Treatment Resistant Depression

When you’ve tried standard depression meds but they do not work, you may have Treatment Resistant Depression (TRD). Definitions vary but it means that you have tried 2 to 6 medications with no luck. Fortunately, there are more options for you.

New Medications

In 2019, the FDA approved two new medications that are very different from the standard depression meds. One is brexanolone, which is meant for post-partum depression.

The other is esketamine. This is a drug that has been around for decades as an anesthetic. It has even been used as an anesthetic for animals. Doctors discovered that in low doses, it relieves depression with great success. At first it was only given intravenously. But now, it is available as a nasal spray. You still have to use it in a hospital or doctors office for now. I have heard wonderful things about it.

Other Treatments

ECT (electroconvulsive therapy.) ECT uses electric impulses to trigger controlled seizures in the brain. A series of ECT treatments (usually 6-12 over a few weeks) can often rapidly relieve depression, although some form of continued therapy (either a medicine or else periodic ECT “booster” treatments are usually necessary to prevent relapse.

VNS (vagus nerve stimulation.) Like ECT, this uses electrical stimulation to relieve the symptoms of depression. The difference is that the device is surgically implanted in your body. VNS is FDA-approved for the long-term (not acute) depression of chronic depression that does not respond to at least two antidepressant trials. Its effects may take up to 9 months to appear and studies have shown that a meaningful response seems to occur only in about 1 in 3 people. That doesn’t sound great.

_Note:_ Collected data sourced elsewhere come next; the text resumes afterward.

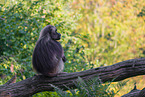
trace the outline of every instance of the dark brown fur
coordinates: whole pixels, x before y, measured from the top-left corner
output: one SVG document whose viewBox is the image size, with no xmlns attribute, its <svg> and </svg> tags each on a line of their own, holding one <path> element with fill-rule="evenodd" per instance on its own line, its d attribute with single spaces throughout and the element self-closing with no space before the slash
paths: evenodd
<svg viewBox="0 0 145 97">
<path fill-rule="evenodd" d="M 56 41 L 60 37 L 61 34 L 51 25 L 47 25 L 40 32 L 32 57 L 33 68 L 38 73 L 55 76 L 63 71 L 66 59 L 61 44 Z"/>
</svg>

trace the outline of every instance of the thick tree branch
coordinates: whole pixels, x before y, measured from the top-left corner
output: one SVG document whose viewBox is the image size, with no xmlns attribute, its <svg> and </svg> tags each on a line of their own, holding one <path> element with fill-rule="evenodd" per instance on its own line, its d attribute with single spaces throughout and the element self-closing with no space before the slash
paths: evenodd
<svg viewBox="0 0 145 97">
<path fill-rule="evenodd" d="M 102 82 L 120 81 L 129 77 L 145 74 L 145 58 L 132 59 L 116 63 L 111 66 L 99 67 L 82 72 L 61 74 L 57 77 L 49 78 L 43 75 L 33 76 L 26 80 L 0 87 L 0 93 L 9 93 L 12 97 L 28 97 L 42 91 L 53 91 L 53 84 L 66 90 L 65 86 L 75 88 L 73 81 L 78 76 L 84 80 L 99 76 Z"/>
</svg>

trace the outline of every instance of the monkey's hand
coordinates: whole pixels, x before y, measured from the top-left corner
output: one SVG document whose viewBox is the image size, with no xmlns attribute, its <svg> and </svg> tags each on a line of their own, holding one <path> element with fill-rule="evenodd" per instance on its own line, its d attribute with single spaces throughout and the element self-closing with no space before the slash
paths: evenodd
<svg viewBox="0 0 145 97">
<path fill-rule="evenodd" d="M 66 62 L 66 57 L 63 56 L 63 57 L 62 57 L 62 60 L 63 60 L 63 62 Z"/>
</svg>

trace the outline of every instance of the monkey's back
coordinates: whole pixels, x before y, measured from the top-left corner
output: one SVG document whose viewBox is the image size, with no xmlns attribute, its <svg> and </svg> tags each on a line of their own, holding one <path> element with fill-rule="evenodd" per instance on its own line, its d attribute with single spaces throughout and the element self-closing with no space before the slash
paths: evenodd
<svg viewBox="0 0 145 97">
<path fill-rule="evenodd" d="M 33 51 L 33 68 L 43 75 L 56 73 L 62 61 L 62 46 L 55 40 L 38 40 Z"/>
</svg>

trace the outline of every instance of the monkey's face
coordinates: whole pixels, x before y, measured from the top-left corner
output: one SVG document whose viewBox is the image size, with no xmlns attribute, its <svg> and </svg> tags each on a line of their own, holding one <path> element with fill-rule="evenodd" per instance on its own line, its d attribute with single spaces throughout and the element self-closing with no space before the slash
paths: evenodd
<svg viewBox="0 0 145 97">
<path fill-rule="evenodd" d="M 59 40 L 61 38 L 61 34 L 57 32 L 55 27 L 51 28 L 50 36 L 53 40 Z"/>
</svg>

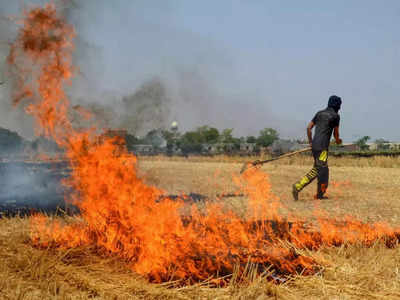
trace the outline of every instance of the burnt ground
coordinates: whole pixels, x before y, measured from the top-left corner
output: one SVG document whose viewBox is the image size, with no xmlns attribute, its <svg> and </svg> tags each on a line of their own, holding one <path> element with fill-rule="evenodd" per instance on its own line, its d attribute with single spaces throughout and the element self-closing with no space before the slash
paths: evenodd
<svg viewBox="0 0 400 300">
<path fill-rule="evenodd" d="M 66 161 L 0 162 L 0 217 L 30 215 L 35 212 L 77 213 L 76 207 L 66 205 L 64 201 L 69 191 L 61 182 L 69 174 L 70 168 Z M 159 201 L 164 198 L 181 198 L 185 203 L 207 200 L 206 196 L 198 193 L 165 195 Z"/>
<path fill-rule="evenodd" d="M 65 210 L 67 162 L 0 162 L 1 215 Z"/>
</svg>

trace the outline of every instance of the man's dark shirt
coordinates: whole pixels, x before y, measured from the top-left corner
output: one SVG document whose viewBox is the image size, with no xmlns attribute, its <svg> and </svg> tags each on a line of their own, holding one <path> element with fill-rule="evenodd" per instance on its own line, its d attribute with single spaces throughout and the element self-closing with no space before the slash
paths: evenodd
<svg viewBox="0 0 400 300">
<path fill-rule="evenodd" d="M 333 128 L 339 126 L 340 116 L 333 108 L 326 108 L 317 112 L 312 119 L 315 124 L 315 132 L 312 140 L 314 151 L 327 150 L 332 136 Z"/>
</svg>

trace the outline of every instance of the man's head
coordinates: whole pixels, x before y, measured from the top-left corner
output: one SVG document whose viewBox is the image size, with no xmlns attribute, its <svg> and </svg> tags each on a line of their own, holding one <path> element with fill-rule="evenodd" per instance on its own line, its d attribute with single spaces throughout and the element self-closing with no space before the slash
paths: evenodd
<svg viewBox="0 0 400 300">
<path fill-rule="evenodd" d="M 328 101 L 328 107 L 333 108 L 336 112 L 340 110 L 342 105 L 342 99 L 336 95 L 330 96 Z"/>
</svg>

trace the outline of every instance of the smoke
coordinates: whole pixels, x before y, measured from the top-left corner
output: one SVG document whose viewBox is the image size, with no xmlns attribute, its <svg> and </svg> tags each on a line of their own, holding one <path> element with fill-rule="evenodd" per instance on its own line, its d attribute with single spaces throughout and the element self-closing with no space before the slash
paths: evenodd
<svg viewBox="0 0 400 300">
<path fill-rule="evenodd" d="M 17 131 L 24 138 L 33 139 L 34 127 L 33 119 L 25 113 L 22 106 L 14 107 L 12 98 L 15 92 L 15 82 L 13 72 L 9 69 L 7 57 L 10 52 L 10 44 L 16 38 L 17 22 L 21 17 L 23 9 L 32 5 L 41 5 L 45 1 L 2 1 L 0 3 L 0 127 L 9 128 Z M 60 12 L 66 17 L 74 15 L 74 10 L 79 9 L 76 0 L 58 0 L 55 2 Z M 89 45 L 79 37 L 77 38 L 77 61 L 86 60 L 89 53 L 93 50 Z M 88 66 L 88 63 L 82 64 Z M 83 73 L 81 73 L 81 76 Z M 83 91 L 86 84 L 80 85 L 80 81 L 74 83 L 74 91 Z"/>
<path fill-rule="evenodd" d="M 16 34 L 16 26 L 10 19 L 15 3 L 5 1 L 0 4 L 0 127 L 11 128 L 24 137 L 33 135 L 32 118 L 23 109 L 15 109 L 11 104 L 14 78 L 8 72 L 7 56 L 9 43 Z"/>
<path fill-rule="evenodd" d="M 180 130 L 208 124 L 235 135 L 281 124 L 256 84 L 233 75 L 240 70 L 222 43 L 176 24 L 178 4 L 75 2 L 64 12 L 78 34 L 69 93 L 97 124 L 139 135 L 175 120 Z M 252 108 L 257 98 L 262 107 Z"/>
<path fill-rule="evenodd" d="M 72 117 L 75 126 L 85 127 L 96 124 L 100 129 L 124 129 L 134 135 L 145 135 L 150 129 L 166 128 L 169 124 L 171 98 L 167 87 L 159 78 L 145 81 L 133 93 L 117 97 L 104 93 L 102 102 L 77 101 L 76 117 Z M 76 100 L 75 100 L 76 101 Z M 82 121 L 80 112 L 87 112 L 90 118 Z"/>
<path fill-rule="evenodd" d="M 0 211 L 55 211 L 64 207 L 67 191 L 60 182 L 68 172 L 66 163 L 1 162 Z"/>
<path fill-rule="evenodd" d="M 275 99 L 260 88 L 264 79 L 254 74 L 250 75 L 254 80 L 244 82 L 243 66 L 223 43 L 177 21 L 178 3 L 58 0 L 56 4 L 77 33 L 74 64 L 79 69 L 67 93 L 73 105 L 92 112 L 99 127 L 143 135 L 178 121 L 180 130 L 207 124 L 234 128 L 235 135 L 256 135 L 264 127 L 275 127 L 283 136 L 293 133 L 287 128 L 298 128 L 293 121 L 274 117 L 269 103 Z M 12 1 L 0 4 L 1 15 L 19 15 L 20 9 Z M 16 26 L 10 21 L 4 24 L 1 40 L 13 40 Z M 4 69 L 8 46 L 0 51 Z M 32 138 L 32 120 L 11 107 L 10 87 L 0 86 L 0 126 Z"/>
<path fill-rule="evenodd" d="M 135 93 L 122 98 L 125 113 L 120 127 L 142 134 L 150 127 L 165 127 L 170 101 L 162 81 L 154 78 L 145 82 Z"/>
</svg>

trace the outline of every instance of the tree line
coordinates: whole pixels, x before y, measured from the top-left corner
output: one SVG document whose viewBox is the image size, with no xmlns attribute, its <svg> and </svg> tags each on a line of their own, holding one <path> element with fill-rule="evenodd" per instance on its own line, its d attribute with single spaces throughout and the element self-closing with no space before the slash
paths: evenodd
<svg viewBox="0 0 400 300">
<path fill-rule="evenodd" d="M 289 144 L 287 149 L 278 149 L 281 152 L 291 151 L 293 144 L 308 144 L 306 140 L 281 140 L 279 133 L 273 128 L 264 128 L 258 132 L 257 136 L 249 135 L 236 137 L 233 134 L 233 128 L 218 130 L 215 127 L 204 125 L 197 127 L 194 130 L 179 132 L 178 128 L 171 129 L 153 129 L 143 137 L 135 136 L 124 130 L 116 130 L 116 132 L 125 132 L 125 144 L 127 149 L 132 152 L 138 152 L 140 146 L 148 146 L 150 152 L 162 152 L 170 154 L 202 154 L 202 153 L 238 153 L 247 152 L 247 154 L 257 154 L 261 149 L 271 147 L 285 148 L 283 142 Z M 362 152 L 361 154 L 391 154 L 400 153 L 400 144 L 392 144 L 385 139 L 376 139 L 373 143 L 374 147 L 370 147 L 370 136 L 363 136 L 353 143 L 356 146 L 354 149 L 343 149 L 332 143 L 332 150 L 336 154 L 346 154 Z M 274 142 L 277 143 L 274 144 Z M 248 147 L 251 145 L 251 147 Z M 244 148 L 244 150 L 243 150 Z M 246 150 L 247 148 L 247 150 Z M 212 149 L 210 151 L 210 149 Z M 19 155 L 24 152 L 59 152 L 61 149 L 57 144 L 44 137 L 37 137 L 32 141 L 25 140 L 18 133 L 0 127 L 0 155 Z M 274 151 L 274 150 L 273 150 Z M 139 151 L 140 152 L 140 151 Z M 334 153 L 333 153 L 334 154 Z"/>
<path fill-rule="evenodd" d="M 257 151 L 271 146 L 278 139 L 279 133 L 273 128 L 264 128 L 257 136 L 235 137 L 233 128 L 220 131 L 204 125 L 183 133 L 177 129 L 151 130 L 142 138 L 128 134 L 126 142 L 128 149 L 135 149 L 136 145 L 152 145 L 155 148 L 165 147 L 167 152 L 179 149 L 182 153 L 202 153 L 205 146 L 218 148 L 220 152 L 237 152 L 245 143 L 253 144 Z"/>
</svg>

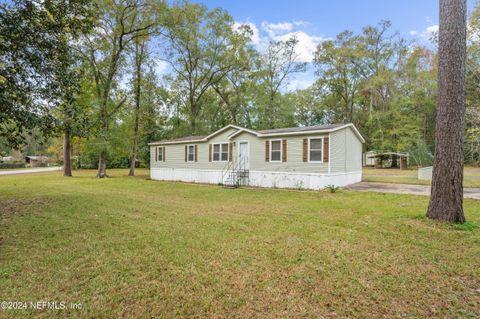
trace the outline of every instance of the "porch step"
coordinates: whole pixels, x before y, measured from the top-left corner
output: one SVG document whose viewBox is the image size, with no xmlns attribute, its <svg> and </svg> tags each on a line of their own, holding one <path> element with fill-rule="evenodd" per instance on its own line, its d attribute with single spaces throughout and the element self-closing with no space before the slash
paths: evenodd
<svg viewBox="0 0 480 319">
<path fill-rule="evenodd" d="M 231 170 L 227 173 L 227 178 L 223 181 L 224 188 L 238 188 L 240 185 L 248 184 L 245 182 L 248 179 L 248 170 Z"/>
</svg>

TMS (transcranial magnetic stimulation.) This is a non-invasive approach that’s been approved for treatment-resistant depression. Like VNS and ECT, it uses electrical stimulation to treat depression. Unlike those procedures, TMS poses few side effects. It may be best for seriously depressed people who are mildly resistant to drug therapy. Treatment is done on an outpatient basis four to five days a week for four or more weeks. It is considered safe, but appears to be not as effective as ECT.

There are other experimental treatments out there. Ask your doctor.

I have bipolar II. I feel depressed at times, even though I take meds. I usually ask myself, is this sadness/emptiness/boredom due to a specific reason? Like a romantic breakup or trouble at work? Because it’s normal to feel down when the situation merits it. If I don’t have a reason, and it comes out of nowhere, I’ll call my doctor.

One thing that helped me is that in addition to my Lexapro, we added Abilify which is an anti-psychotic. But in a low dose it acts as a booster to an antidepressant.

Therapy is probably as effective as meds for most people. The problems are finding a good therapist, the cost, dealing with insurance, etc. Also, therapy takes work. It can be very emotional. And time consuming. I’ve been in and out of therapy for over 20 years. I always found that time was my biggest obstacle. So I started therapy with a wonderful woman on betterhelp.com. See more about this under “Helpful Resources” in my main menu.

If you suffer from depression, don’t give up until you get the help you need. Hugs, ❤️😀💥🙏

4 thoughts on “Treatment Resistant Depression

  1. I agree, therapy is very effective for some (and I was one of the lucky ones). but others need medication to reduce their symptoms before going into therapy. Unfortunately, as we know, ‘once size doesn’t fit all’ in mental health. We just have to keep trying until we find what works for us. Interesting to see you’ve mentioned Transcranial Magnetic Stimulation (TMS) cos, proud mummy moment, my eldest son has been researching TMS for depression for some years and has written many papers. There’s still more research needed to arrive at a positive conclusion.